Today at 1PM, the Swedish Academy announced the name of this year’s literature laureate–and no, it wasn’t Bob Dylan. It was, in fact, Sweden’s very own Tomas Tranströmer. Their summation for why he was a worthy recipient? In their own words:
The Nobel Prize in Literature 2011 was awarded to Tomas Tranströmer“because, through his condensed, translucent images, he gives us fresh access to reality”.
I am no expert on Tomas Tranströmer or his work. I had never heard of him until I moved to Sweden in 1995. I was first exposed to his writing when I was studying Swedish at ABF. My Swedish teacher thought that reading poetry would give us a better understanding of the melody of the Swedish language. I don’t know if it helped me. My Swedish pronunciation is still sketchy. However, I was happy to discover a new writer whose work I could admire.
One of the first poems I ever read by him was “After a Death”:
Once there was a shock
that left behind a long, shimmering comet’s tail.
It keeps us inside.

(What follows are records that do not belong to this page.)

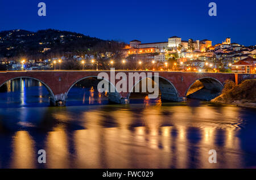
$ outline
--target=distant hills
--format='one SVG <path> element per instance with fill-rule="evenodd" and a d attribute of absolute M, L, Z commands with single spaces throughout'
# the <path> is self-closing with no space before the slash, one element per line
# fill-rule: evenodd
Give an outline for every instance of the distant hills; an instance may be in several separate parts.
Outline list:
<path fill-rule="evenodd" d="M 0 58 L 51 58 L 82 55 L 95 53 L 102 46 L 110 48 L 109 44 L 114 44 L 115 47 L 123 46 L 123 43 L 114 41 L 52 29 L 36 32 L 22 29 L 5 31 L 0 32 Z"/>

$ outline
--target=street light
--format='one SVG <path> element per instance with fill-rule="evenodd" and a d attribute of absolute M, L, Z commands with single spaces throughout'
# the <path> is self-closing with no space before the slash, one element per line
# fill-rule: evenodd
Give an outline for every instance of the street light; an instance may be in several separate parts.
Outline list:
<path fill-rule="evenodd" d="M 155 61 L 152 61 L 152 63 L 153 64 L 153 70 L 155 70 Z"/>
<path fill-rule="evenodd" d="M 92 66 L 93 66 L 93 63 L 94 63 L 94 59 L 92 59 Z"/>
<path fill-rule="evenodd" d="M 111 63 L 111 68 L 113 68 L 113 64 L 114 63 L 114 61 L 110 61 L 110 63 Z"/>
<path fill-rule="evenodd" d="M 139 61 L 139 69 L 141 69 L 141 64 L 142 64 L 142 62 L 141 61 Z"/>
<path fill-rule="evenodd" d="M 123 60 L 122 62 L 123 62 L 123 71 L 124 71 L 125 70 L 125 60 Z"/>
<path fill-rule="evenodd" d="M 61 59 L 59 60 L 59 63 L 60 63 L 60 63 L 61 63 Z"/>
<path fill-rule="evenodd" d="M 166 66 L 166 68 L 167 68 L 167 67 L 168 67 L 168 63 L 167 62 L 166 62 L 164 63 L 164 65 Z"/>
<path fill-rule="evenodd" d="M 81 63 L 82 63 L 82 70 L 84 70 L 84 63 L 85 62 L 84 62 L 84 61 L 82 61 Z"/>
<path fill-rule="evenodd" d="M 54 70 L 55 71 L 56 70 L 56 61 L 54 61 L 53 63 L 54 63 Z"/>

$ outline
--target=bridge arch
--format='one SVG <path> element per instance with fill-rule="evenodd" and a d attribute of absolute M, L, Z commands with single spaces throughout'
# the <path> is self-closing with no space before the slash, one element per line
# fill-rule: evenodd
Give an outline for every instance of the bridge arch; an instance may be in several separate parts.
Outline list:
<path fill-rule="evenodd" d="M 160 92 L 161 92 L 161 98 L 162 100 L 172 101 L 179 101 L 179 93 L 177 91 L 176 88 L 174 85 L 174 84 L 171 82 L 167 79 L 156 75 L 152 75 L 147 77 L 144 77 L 139 81 L 137 82 L 133 88 L 131 89 L 129 89 L 128 95 L 127 95 L 127 99 L 130 99 L 130 96 L 131 95 L 131 93 L 132 93 L 132 91 L 134 89 L 134 88 L 140 82 L 141 82 L 143 79 L 151 78 L 152 79 L 154 77 L 158 77 L 159 78 L 159 89 Z"/>
<path fill-rule="evenodd" d="M 193 87 L 196 82 L 199 83 Z M 203 85 L 201 87 L 198 85 L 200 83 Z M 223 88 L 222 83 L 218 79 L 212 77 L 203 77 L 196 79 L 189 85 L 185 96 L 188 98 L 209 101 L 218 96 Z"/>
<path fill-rule="evenodd" d="M 33 77 L 23 76 L 17 76 L 17 77 L 15 77 L 15 78 L 9 79 L 7 80 L 6 80 L 4 83 L 3 83 L 1 84 L 0 84 L 0 87 L 1 87 L 2 85 L 3 85 L 7 83 L 9 81 L 11 81 L 11 80 L 15 80 L 15 79 L 22 79 L 22 78 L 24 78 L 24 79 L 32 79 L 35 80 L 36 81 L 42 83 L 46 87 L 46 88 L 47 89 L 48 91 L 50 93 L 51 102 L 52 103 L 52 102 L 55 102 L 55 96 L 54 95 L 54 93 L 52 92 L 52 90 L 51 89 L 51 88 L 46 83 L 44 83 L 43 81 L 42 81 L 42 80 L 40 80 L 39 79 L 33 78 Z"/>
<path fill-rule="evenodd" d="M 110 84 L 110 85 L 112 85 L 115 88 L 115 92 L 110 92 L 110 91 L 109 89 L 108 91 L 109 100 L 110 101 L 118 103 L 118 104 L 123 104 L 123 102 L 122 101 L 124 100 L 123 100 L 123 98 L 122 98 L 120 93 L 117 92 L 117 90 L 115 87 L 108 80 L 106 80 L 104 78 L 101 78 L 101 79 L 98 79 L 98 76 L 89 76 L 83 77 L 82 78 L 80 78 L 80 79 L 76 80 L 76 82 L 73 83 L 72 84 L 72 85 L 68 88 L 68 90 L 66 93 L 66 98 L 68 97 L 68 93 L 69 92 L 70 90 L 76 84 L 77 84 L 77 83 L 79 83 L 83 80 L 85 80 L 85 79 L 88 79 L 88 78 L 93 78 L 96 80 L 98 80 L 98 81 L 100 81 L 102 80 L 105 80 L 106 82 L 108 82 L 109 83 L 109 84 Z M 110 88 L 110 86 L 109 86 L 109 88 Z"/>

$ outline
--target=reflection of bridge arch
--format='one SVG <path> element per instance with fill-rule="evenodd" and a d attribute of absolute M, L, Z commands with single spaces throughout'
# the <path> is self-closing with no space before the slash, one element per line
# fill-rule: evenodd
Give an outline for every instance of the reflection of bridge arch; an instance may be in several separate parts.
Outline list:
<path fill-rule="evenodd" d="M 119 102 L 119 101 L 121 100 L 121 97 L 120 95 L 120 93 L 119 93 L 117 91 L 117 89 L 115 88 L 115 87 L 109 80 L 106 80 L 104 78 L 101 78 L 101 79 L 98 79 L 98 77 L 96 76 L 86 76 L 86 77 L 84 77 L 82 78 L 79 79 L 79 80 L 76 80 L 75 82 L 73 83 L 72 84 L 72 85 L 69 87 L 69 88 L 68 88 L 68 91 L 66 93 L 66 98 L 67 98 L 68 97 L 68 93 L 69 92 L 70 90 L 71 89 L 71 88 L 77 83 L 79 83 L 81 81 L 82 81 L 83 80 L 85 80 L 86 79 L 88 79 L 88 78 L 93 78 L 95 80 L 98 80 L 98 81 L 101 81 L 101 80 L 105 80 L 106 82 L 108 82 L 109 83 L 109 84 L 110 85 L 110 86 L 113 86 L 115 88 L 115 92 L 110 92 L 110 91 L 109 89 L 109 88 L 110 88 L 110 86 L 109 87 L 109 89 L 108 90 L 108 97 L 109 97 L 109 100 L 110 100 L 110 101 L 112 102 L 117 102 L 117 103 L 121 103 L 121 102 Z"/>
<path fill-rule="evenodd" d="M 139 83 L 143 79 L 147 78 L 151 78 L 152 79 L 152 78 L 156 76 L 159 78 L 158 87 L 160 91 L 161 92 L 161 98 L 166 100 L 177 101 L 179 100 L 179 94 L 177 89 L 174 84 L 165 78 L 155 75 L 144 77 L 137 82 L 133 85 L 133 88 L 131 89 L 129 89 L 129 93 L 127 95 L 127 99 L 129 100 L 130 98 L 131 93 L 132 92 L 131 91 L 134 89 L 136 85 L 139 85 Z"/>
<path fill-rule="evenodd" d="M 201 89 L 188 95 L 188 92 L 196 81 L 200 81 L 204 85 Z M 218 96 L 221 92 L 224 85 L 218 79 L 212 77 L 203 77 L 194 81 L 187 89 L 185 96 L 192 98 L 210 100 Z"/>
<path fill-rule="evenodd" d="M 53 92 L 52 92 L 52 89 L 51 89 L 51 88 L 47 84 L 46 84 L 44 82 L 43 82 L 42 80 L 38 79 L 37 78 L 32 78 L 32 77 L 30 77 L 30 76 L 18 76 L 18 77 L 15 77 L 15 78 L 13 78 L 11 79 L 10 79 L 7 80 L 6 80 L 4 83 L 2 83 L 0 85 L 0 87 L 1 87 L 2 85 L 3 85 L 7 83 L 9 81 L 11 81 L 13 80 L 15 80 L 15 79 L 34 79 L 35 80 L 39 82 L 40 82 L 41 83 L 42 83 L 47 89 L 48 91 L 49 91 L 49 93 L 50 93 L 50 96 L 51 96 L 51 102 L 55 102 L 55 96 L 54 95 Z"/>

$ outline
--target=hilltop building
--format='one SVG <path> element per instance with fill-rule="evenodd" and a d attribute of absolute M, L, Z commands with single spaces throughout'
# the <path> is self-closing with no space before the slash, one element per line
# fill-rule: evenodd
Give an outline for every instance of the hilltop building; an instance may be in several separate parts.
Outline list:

It makes the TV pictures snowy.
It settles in cold drops on the telephone wires.
One can still go slowly on skis in the winter sun
through brush where a few leaves hang on.
They resemble pages torn from old telephone directories.
Names swallowed by the cold.
It is still beautiful to hear the heart beat
but often the shadow seems more real than the body.
The samurai looks insignificant
beside his armor of black dragon scales.